Implicitly, “What We Do Is Secret” competes with two other portraits of the Germs: Penelope Spheeris' 1981 LA punk scene documentary “The Decline of Western Civilization,” whose making it depicts, and the book “Lexicon Devil,” written by Bolles, Brendan Mullen, and Adam Parfrey. Its vision of Crash is more complex than the drunken – and supposedly heterosexual – oaf in “The Decline of Western Civilization.” However, it's fairly simplistic compared to “Lexicon Devil.” Grossman delivers a version of the Germs story that flatters the surviving members.

In “What We Do Is Secret,” Smear, Doom, and Bolles are practically drug-free. They all enjoy a beer or two, but they're hardly alcoholics. Yet, according to “Lexicon Devil,” Smear drank heavily and took acid and MDA regularly while in the Germs. His horror at Crash's use of heroin and recklessness with other drugs – exemplified by a scene where Crash decides to shoot up an unknown liquid — was real, but regarding Smear's own excesses the film offers a sanitized version.

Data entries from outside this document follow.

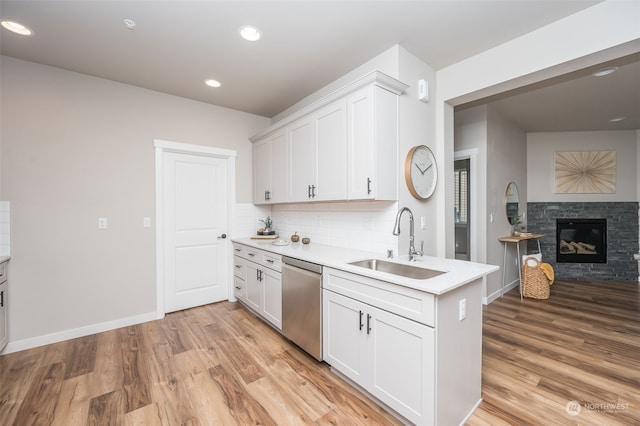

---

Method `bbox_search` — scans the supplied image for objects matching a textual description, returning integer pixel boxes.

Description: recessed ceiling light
[123,18,136,30]
[592,67,618,77]
[608,116,625,122]
[239,25,261,41]
[1,20,33,36]
[205,79,221,88]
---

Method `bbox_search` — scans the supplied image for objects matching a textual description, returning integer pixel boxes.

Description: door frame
[154,139,236,319]
[453,148,478,262]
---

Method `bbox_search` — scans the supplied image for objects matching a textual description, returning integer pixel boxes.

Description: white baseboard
[460,398,483,426]
[483,280,519,304]
[2,311,158,355]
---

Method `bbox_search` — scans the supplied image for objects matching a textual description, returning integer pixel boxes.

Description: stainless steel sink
[348,259,445,280]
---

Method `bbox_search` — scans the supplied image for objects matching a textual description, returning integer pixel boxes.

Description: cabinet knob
[217,233,227,239]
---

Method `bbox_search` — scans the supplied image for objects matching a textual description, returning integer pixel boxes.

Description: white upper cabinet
[288,116,315,202]
[253,128,288,204]
[253,138,271,204]
[347,85,398,200]
[270,130,288,204]
[313,98,348,201]
[251,71,407,205]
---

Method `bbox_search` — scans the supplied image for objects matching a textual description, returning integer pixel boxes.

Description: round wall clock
[405,145,437,200]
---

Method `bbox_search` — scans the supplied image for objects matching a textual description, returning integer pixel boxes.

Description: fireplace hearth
[556,218,607,263]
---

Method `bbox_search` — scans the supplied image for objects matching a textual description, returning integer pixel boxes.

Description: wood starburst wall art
[554,151,616,193]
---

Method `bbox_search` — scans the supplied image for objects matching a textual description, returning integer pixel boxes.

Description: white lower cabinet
[324,289,434,425]
[323,266,482,426]
[233,244,282,330]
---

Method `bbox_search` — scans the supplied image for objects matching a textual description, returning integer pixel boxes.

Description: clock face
[405,145,437,199]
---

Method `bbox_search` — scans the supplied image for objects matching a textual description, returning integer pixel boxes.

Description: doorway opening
[454,158,470,261]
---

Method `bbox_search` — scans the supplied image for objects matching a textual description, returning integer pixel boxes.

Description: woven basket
[521,257,550,300]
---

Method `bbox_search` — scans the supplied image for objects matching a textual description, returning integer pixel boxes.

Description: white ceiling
[1,0,637,131]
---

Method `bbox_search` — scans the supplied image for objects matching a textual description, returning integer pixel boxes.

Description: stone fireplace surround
[526,202,639,281]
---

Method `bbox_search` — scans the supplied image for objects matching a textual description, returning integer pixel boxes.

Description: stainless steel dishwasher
[282,256,323,361]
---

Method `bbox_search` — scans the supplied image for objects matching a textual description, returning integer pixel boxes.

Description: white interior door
[163,151,229,312]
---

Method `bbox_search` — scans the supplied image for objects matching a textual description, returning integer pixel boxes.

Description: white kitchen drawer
[0,262,7,284]
[234,276,246,302]
[234,243,282,272]
[262,252,281,272]
[244,247,261,262]
[323,267,435,327]
[233,256,246,280]
[232,243,247,259]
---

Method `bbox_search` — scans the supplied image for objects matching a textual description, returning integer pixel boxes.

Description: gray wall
[454,105,527,301]
[527,131,638,202]
[0,57,269,347]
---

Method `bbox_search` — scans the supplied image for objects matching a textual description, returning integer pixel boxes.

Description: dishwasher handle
[282,256,323,274]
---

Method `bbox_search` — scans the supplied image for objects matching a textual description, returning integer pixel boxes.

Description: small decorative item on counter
[302,237,310,244]
[511,214,525,236]
[290,232,300,242]
[258,216,275,235]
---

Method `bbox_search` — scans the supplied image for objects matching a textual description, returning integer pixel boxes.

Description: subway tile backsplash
[0,201,10,256]
[233,201,399,254]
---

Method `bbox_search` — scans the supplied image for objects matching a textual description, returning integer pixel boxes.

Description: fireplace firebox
[556,218,607,263]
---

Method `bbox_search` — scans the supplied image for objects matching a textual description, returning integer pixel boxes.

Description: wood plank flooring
[467,279,640,426]
[1,278,638,425]
[0,301,401,425]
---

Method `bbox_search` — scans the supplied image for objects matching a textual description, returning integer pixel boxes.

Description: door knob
[218,233,227,239]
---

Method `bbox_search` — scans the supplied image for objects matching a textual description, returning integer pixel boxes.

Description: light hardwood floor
[1,279,638,425]
[468,278,640,426]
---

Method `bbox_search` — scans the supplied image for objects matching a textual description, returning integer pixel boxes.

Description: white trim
[249,70,408,142]
[154,139,237,319]
[454,148,478,263]
[483,279,518,305]
[153,139,237,158]
[2,311,157,354]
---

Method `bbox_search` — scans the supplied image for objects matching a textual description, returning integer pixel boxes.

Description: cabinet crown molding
[250,70,408,142]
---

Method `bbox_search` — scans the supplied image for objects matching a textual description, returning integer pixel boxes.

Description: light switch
[143,217,151,228]
[98,217,108,229]
[459,298,466,321]
[420,216,426,229]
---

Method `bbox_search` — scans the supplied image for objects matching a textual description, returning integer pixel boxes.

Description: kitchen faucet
[393,207,422,261]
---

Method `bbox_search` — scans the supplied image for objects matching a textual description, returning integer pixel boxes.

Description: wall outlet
[420,216,426,229]
[459,298,466,321]
[98,217,108,229]
[143,217,151,228]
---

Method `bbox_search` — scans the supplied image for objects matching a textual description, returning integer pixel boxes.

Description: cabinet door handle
[259,270,263,281]
[311,185,316,198]
[248,252,255,257]
[0,290,3,307]
[235,286,242,290]
[367,314,372,334]
[265,190,270,201]
[235,264,241,269]
[359,310,363,331]
[266,259,274,263]
[367,178,372,195]
[308,185,312,198]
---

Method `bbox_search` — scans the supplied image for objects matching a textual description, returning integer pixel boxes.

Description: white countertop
[232,238,499,295]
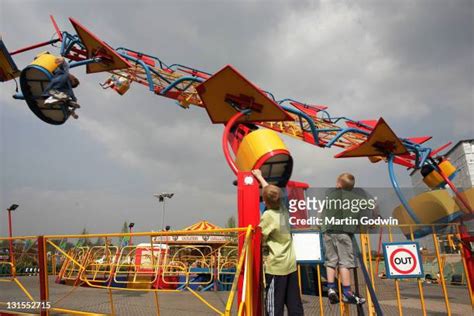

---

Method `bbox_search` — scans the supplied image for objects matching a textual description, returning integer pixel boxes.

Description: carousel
[56,220,238,291]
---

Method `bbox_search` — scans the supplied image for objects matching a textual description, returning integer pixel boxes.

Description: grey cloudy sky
[0,0,473,236]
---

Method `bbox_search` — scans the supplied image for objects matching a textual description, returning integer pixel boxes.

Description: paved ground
[304,280,473,316]
[0,276,472,315]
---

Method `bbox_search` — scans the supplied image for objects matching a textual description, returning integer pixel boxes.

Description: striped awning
[183,220,222,231]
[152,220,230,244]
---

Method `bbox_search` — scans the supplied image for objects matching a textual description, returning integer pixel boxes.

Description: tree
[78,228,92,247]
[95,237,104,246]
[225,216,236,228]
[121,222,129,233]
[120,222,130,247]
[0,240,9,248]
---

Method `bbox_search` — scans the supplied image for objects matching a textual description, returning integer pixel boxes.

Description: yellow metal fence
[1,223,473,315]
[295,223,473,316]
[0,226,257,316]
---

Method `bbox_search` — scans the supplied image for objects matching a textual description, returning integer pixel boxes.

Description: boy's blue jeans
[42,67,76,101]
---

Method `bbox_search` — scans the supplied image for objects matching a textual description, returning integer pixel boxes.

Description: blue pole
[280,105,320,143]
[325,128,370,148]
[118,53,156,92]
[69,58,101,69]
[388,154,421,224]
[160,77,204,96]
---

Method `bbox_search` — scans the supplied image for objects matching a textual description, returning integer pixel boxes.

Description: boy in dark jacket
[323,173,366,305]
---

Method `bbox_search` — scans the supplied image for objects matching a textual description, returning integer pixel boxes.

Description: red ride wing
[69,18,131,74]
[335,118,408,158]
[196,65,293,124]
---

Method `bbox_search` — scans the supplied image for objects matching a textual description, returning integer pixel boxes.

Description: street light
[6,204,19,264]
[129,222,135,245]
[153,193,174,231]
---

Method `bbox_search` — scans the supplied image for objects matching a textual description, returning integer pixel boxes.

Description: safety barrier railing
[60,246,90,282]
[218,246,239,288]
[80,246,119,284]
[164,245,214,287]
[295,222,473,316]
[0,226,257,315]
[3,223,471,315]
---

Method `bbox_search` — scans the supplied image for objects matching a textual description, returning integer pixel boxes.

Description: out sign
[383,242,423,279]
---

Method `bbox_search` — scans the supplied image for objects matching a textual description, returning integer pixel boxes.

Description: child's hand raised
[252,169,262,178]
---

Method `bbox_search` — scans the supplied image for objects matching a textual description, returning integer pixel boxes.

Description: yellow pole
[42,227,249,240]
[360,234,374,315]
[365,233,376,292]
[432,228,451,315]
[153,290,161,316]
[13,278,35,301]
[409,225,427,316]
[225,226,253,315]
[187,286,224,315]
[238,301,245,316]
[316,265,324,316]
[149,235,158,293]
[245,232,253,316]
[337,270,344,315]
[49,307,108,315]
[47,240,85,270]
[297,264,302,297]
[388,226,403,316]
[108,288,116,315]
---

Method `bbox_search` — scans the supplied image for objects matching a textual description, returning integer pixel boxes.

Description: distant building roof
[444,139,473,157]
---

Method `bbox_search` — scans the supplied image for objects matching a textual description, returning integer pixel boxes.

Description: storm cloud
[1,0,472,236]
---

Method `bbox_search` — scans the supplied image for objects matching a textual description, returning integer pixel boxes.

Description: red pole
[8,210,14,266]
[10,39,60,56]
[459,225,474,294]
[49,15,63,41]
[37,236,49,316]
[222,110,249,175]
[237,171,262,315]
[222,110,262,313]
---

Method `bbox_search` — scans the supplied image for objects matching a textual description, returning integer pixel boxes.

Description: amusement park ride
[1,16,473,312]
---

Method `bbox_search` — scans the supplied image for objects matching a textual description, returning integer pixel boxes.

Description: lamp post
[153,193,174,232]
[129,222,135,245]
[6,204,19,263]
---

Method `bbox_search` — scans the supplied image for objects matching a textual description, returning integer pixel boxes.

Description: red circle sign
[389,248,417,274]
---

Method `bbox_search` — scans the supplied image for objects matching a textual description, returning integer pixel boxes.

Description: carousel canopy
[183,220,222,231]
[152,220,232,244]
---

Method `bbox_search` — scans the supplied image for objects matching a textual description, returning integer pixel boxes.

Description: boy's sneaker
[44,96,61,105]
[68,100,80,109]
[328,288,339,304]
[342,293,366,305]
[49,90,68,101]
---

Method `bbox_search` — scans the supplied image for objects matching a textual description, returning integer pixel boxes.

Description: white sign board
[291,231,323,263]
[151,235,229,243]
[383,242,423,279]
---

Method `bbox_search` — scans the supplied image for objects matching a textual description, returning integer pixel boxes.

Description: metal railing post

“Lexicon Devil” conveys a sense of punk as a culture created by fans as much as musicians, while “What We Do Is Secret” revolves unquestioningly around Darby Crash. According to writer Dennis Cooper, the early LA punk scene was quite gay-friendly, but “Lexicon Devil” paints a much different picture. The gay-baiting stage antics of the LA band Fear are documented in “The Decline of Western Civilization,” and early '80s punk bands like the Angry Samoans and Descendents sang homophobic lyrics.

Many onlookers think Crash's shame about his sexuality and his inability to come out contributed to his suicide, a prospect “What We Do Is Secret” never even brings up. In fact, its depiction of his relationship with Henley is almost chaste; a spectator who knows nothing of Crash's life might think that he was also sleeping with the female manager wannabes who attached themselves to him vampirically.

Yet the film's conventional nature doesn't hamper its depiction of the LA scene. Grossman goes to the trouble of recreating a performance by the Screamers, an obscure synth-punk band who never released an album until years after their breakup. The bulk of the film's music comes from the Germs, but his use of other bands' songs is well-chosen. Alice Cooper's “You Drive Me Nervous” sums up Crash and Smear's teenage flirtations with glam-rock, while Joy Division's funereal “New Dawn Fades” serenades Crash's decline.

The supporting performances sometimes tend towards the cartoonish, but West's is never less than fully intense and real. “What We Do Is Secret” makes a bid for entering Crash into rock'n'roll mythology. In some ways, its vision of the singer may be a compromised one, but Grossman and West offer it up with gusto.